Why is this science?

Using several forms of representation—drawings, animation, computational simulation—the students have ideas and questions about the mechanisms by which odors travel from their source to someone’s nose. Do smells move everywhere on their own, or do they move because someone breathes in? What are smells made of? Does the act of smelling consume the pieces of odor?  They consider answers to these questions, using the representations both to communicate ideas and, for the simulation, as a runnable model of how smell might work.

As they focus more on the simulation, and on developing it as a model, they work to check it for (1) consistency with their experience, for example that smell is more intense when you are close to the source, and (2) mechanistic plausibility, for example that some piece of smell must enter the nose and be consumed.  In these ways, throughout four sessions of activity, the students are working toward understanding how smell works.  

What contributed?

There were several contributions to the group’s sustained engagement in exploring smell.

Students’ rich experiences with smell
They drew on many aspects of their experiences of smell, from how oranges smell more strongly if they are peeled to how certain substances like barbeque sauce are more “pungent” than others to how smells diminish with distance. This knowledge helped them have and assess their ideas about how smell travels, as well as to see their roles as creators of understanding.   

The media for drawing, animating, and programming 
All of the activity centered on the students’ drawings, stop-motion animations, and computer models, with evident consequences for their thinking.  Their initial drawings raised questions of how smell moves.  Their stop-motion animations led them to ask “what is smell made of?” and to consider that smell is comprised of individual particles, which they called “oogtoms.” Their computational model in StageCast Creator highlighted a need to understand how smell “fans out” from the orange, leading them to consider the concentration of smell particles and what happens when they come in contact with a smeller. 

By design, the students began with the familiar—pens and paper—and progressed to their learning new tools. After drawing, they learned stop-action animation, which builds on the familiar act of taking pictures of creations with everyday materials. Finally, they had their first experiences with computer programming. This progression seems significant to their sustained activity: The new tools had their own appeal, and they engendered new thinking about smell.    

Playfulness
Throughout the activities, the students and facilitators approached the work with humor, both on the side of the work and within it. For example, thinking of a word for what smell is made of, the students had been thinking they should use a science work like atoms. A facilitator offered a silly sounding word from German, “dinksbumps,” which drew laughter, and the students came up with another playful word, “oogies,” which they ultimately joined in a portmanteau with atoms:  oogtoms. Simply put, they were enjoying themselves.

Facilitators’ support
This took place as part of a research project, which afforded three active facilitators working with the four students.

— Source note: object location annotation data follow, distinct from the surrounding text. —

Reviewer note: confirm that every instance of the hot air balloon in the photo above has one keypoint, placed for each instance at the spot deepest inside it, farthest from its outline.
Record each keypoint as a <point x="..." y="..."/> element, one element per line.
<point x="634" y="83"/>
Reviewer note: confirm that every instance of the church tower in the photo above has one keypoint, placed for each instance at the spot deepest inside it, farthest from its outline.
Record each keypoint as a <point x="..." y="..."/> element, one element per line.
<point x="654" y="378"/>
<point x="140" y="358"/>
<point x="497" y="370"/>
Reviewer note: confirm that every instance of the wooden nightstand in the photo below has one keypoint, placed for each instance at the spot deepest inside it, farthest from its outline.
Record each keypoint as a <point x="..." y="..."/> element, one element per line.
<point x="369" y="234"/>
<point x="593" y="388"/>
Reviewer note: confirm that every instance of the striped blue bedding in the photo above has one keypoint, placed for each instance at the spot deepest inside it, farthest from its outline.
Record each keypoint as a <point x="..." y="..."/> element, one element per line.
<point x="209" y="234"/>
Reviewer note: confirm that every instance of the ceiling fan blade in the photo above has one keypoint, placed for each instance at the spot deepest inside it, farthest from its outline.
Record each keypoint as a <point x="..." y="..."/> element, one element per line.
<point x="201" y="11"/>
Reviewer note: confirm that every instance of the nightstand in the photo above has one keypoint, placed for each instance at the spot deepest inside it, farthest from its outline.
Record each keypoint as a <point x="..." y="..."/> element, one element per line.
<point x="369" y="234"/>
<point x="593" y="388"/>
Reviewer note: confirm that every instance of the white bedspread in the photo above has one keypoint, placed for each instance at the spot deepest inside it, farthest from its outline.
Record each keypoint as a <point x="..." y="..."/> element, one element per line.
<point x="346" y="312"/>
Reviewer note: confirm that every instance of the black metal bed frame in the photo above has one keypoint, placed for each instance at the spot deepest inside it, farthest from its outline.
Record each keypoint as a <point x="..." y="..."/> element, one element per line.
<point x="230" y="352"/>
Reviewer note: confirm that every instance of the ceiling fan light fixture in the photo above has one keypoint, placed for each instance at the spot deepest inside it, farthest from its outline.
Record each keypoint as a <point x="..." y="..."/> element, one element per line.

They played strong roles throughout:

  • highlighting aspects of what they girls said and represented in media, such as noting similarities and differences between drawings;
  • encouraging the students to give names to their ideas;
  • embracing and contributing to playfulness, including in those names; 
  • and scaffolding the computational modeling, by encouraging the students to think about how smell moved one step at a time, and by programming in features that were more complex, such as the random motion of the oogtoms.